Verizon logged a loss of $2.02 billion in Q4 due to a one-time pension charge of $3.4 billion, the company said Tuesday. But, helped by the iPhone, the carrier added 1.5 million net retail customers, the most it has added in three years.
As the authors of the PROTECT IP Act (PIPA) and Stop Online Piracy Act (SOPA) work to revise their bills, Mozilla, Wikimedia, Yahoo and other technology companies say the bills are ultimately doomed, unnecessary and unlikely to pass. Technology groups have repeatedly told Congress that the bills deny website owners the right to due process of law, mimic Web censoring technologies used by China and Iran, and undermine the security of the Web. Both Senate Judiciary Committee Chairman Patrick Leahy, D-Vt., and House Judiciary Chairman Lamar Smith, R-Texas, said they're committed to working with stakeholders to address these concerns, but Hill staffers have been mum on exactly what changes are being considered.
GENEVA -- Nigeria was highly critical of the small digital dividend delivered at WRC-07 and the slow-moving approach European countries are taking to accommodating the needs of lesser developed countries. The comments came in a plenary session at WRC-12. European countries have excellent wired networks and received a sufficient digital dividend at WRC-07, a Nigerian official said, but Africa did not. Germany, Russia and Israel said the matter should be addressed at WRC-15.

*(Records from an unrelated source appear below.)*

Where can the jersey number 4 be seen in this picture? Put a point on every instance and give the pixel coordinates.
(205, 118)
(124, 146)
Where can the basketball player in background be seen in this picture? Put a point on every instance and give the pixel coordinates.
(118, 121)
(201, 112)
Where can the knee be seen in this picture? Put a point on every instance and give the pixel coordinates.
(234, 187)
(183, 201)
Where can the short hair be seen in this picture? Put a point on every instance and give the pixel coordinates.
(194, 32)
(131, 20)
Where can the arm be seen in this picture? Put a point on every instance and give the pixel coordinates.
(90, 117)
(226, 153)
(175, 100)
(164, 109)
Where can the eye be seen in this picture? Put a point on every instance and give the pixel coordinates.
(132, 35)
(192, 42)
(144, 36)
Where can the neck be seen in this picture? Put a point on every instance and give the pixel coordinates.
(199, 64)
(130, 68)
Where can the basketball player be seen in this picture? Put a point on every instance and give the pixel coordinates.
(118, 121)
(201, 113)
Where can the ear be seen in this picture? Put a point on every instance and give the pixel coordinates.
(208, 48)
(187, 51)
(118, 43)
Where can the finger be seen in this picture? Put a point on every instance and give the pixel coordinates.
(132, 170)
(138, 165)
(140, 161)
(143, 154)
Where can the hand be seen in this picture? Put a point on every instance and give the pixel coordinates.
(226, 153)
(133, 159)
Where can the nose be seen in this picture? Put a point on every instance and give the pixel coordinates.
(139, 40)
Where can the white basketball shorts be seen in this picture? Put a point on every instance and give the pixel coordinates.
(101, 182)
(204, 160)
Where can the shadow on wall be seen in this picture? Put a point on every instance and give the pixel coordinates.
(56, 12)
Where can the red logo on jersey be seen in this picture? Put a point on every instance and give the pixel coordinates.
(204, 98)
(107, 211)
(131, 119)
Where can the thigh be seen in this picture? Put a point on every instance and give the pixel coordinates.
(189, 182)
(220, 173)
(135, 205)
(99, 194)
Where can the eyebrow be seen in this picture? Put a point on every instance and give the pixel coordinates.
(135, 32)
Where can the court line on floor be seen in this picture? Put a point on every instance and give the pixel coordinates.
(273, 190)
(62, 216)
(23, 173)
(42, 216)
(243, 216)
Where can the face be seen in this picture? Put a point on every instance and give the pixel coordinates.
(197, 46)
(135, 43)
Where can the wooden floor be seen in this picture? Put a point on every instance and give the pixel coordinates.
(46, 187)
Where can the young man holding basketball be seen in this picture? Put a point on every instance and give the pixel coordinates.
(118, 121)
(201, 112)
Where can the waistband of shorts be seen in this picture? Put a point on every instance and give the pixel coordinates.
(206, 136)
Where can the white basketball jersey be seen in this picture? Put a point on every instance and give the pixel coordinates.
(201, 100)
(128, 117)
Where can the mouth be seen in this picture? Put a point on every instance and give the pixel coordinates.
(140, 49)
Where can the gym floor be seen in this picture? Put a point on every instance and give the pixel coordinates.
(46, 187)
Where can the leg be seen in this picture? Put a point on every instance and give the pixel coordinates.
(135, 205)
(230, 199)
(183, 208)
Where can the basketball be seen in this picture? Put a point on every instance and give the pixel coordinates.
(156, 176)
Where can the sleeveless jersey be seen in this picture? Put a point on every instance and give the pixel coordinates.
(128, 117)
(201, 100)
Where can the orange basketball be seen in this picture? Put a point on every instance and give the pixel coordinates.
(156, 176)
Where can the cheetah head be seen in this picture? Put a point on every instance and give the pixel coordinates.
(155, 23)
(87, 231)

The U.S. 5th Circuit Court of Appeals upheld the FCC’s 2009 wireless zoning shot clock order, in a decision handed down Monday. That was a win for wireless carriers who sought the shot clock, over broad opposition from many local government groups. The New Orleans court rejected arguments by Arlington, Texas, that the way the order was developed was “arbitrary and capricious” and a violation of the Administrative Procedure Act (APA). The court dismissed a second petition from San Antonio outright on the grounds that it was filed too late and thus the court lacks jurisdiction.
GENEVA -- Arab and African countries at WRC-12 backed allocations for mobile broadband below 790 MHz and a further identification for use by the standardized technology International Mobile Telecommunications-Advanced (IMT-Advanced). Europe won’t be able to make allocations, an official said. The United Arab Emirates appealed for cooperation in meeting “urgent requirements."
The U.S. Supreme Court ruled unanimously Monday that police must obtain a search warrant before using GPS technology to track criminal suspects. The ruling was the first by the court that tackled the constitutionality of GPS tracking. Privacy advocates were quick to hail the court’s decision in U.S. v Jones (http://xrl.us/bmpkkt) as a major win, though they acknowledged many difficult electronic privacy questions remain unsettled.
Google spent nearly as much as AT&T and Comcast on lobbying in Q4 2011, according to quarterly federal lobbying reports available last Friday. Facebook and Netflix also accelerated their Washington spending as debate over online copyright issues intensified in the fourth quarter. Spectrum legislation, the recently dissolved AT&T/T-Mobile transaction and controversy over possible LightSquared GPS interference also drove communications industry lobbying in the fourth quarter, the disclosure reports showed.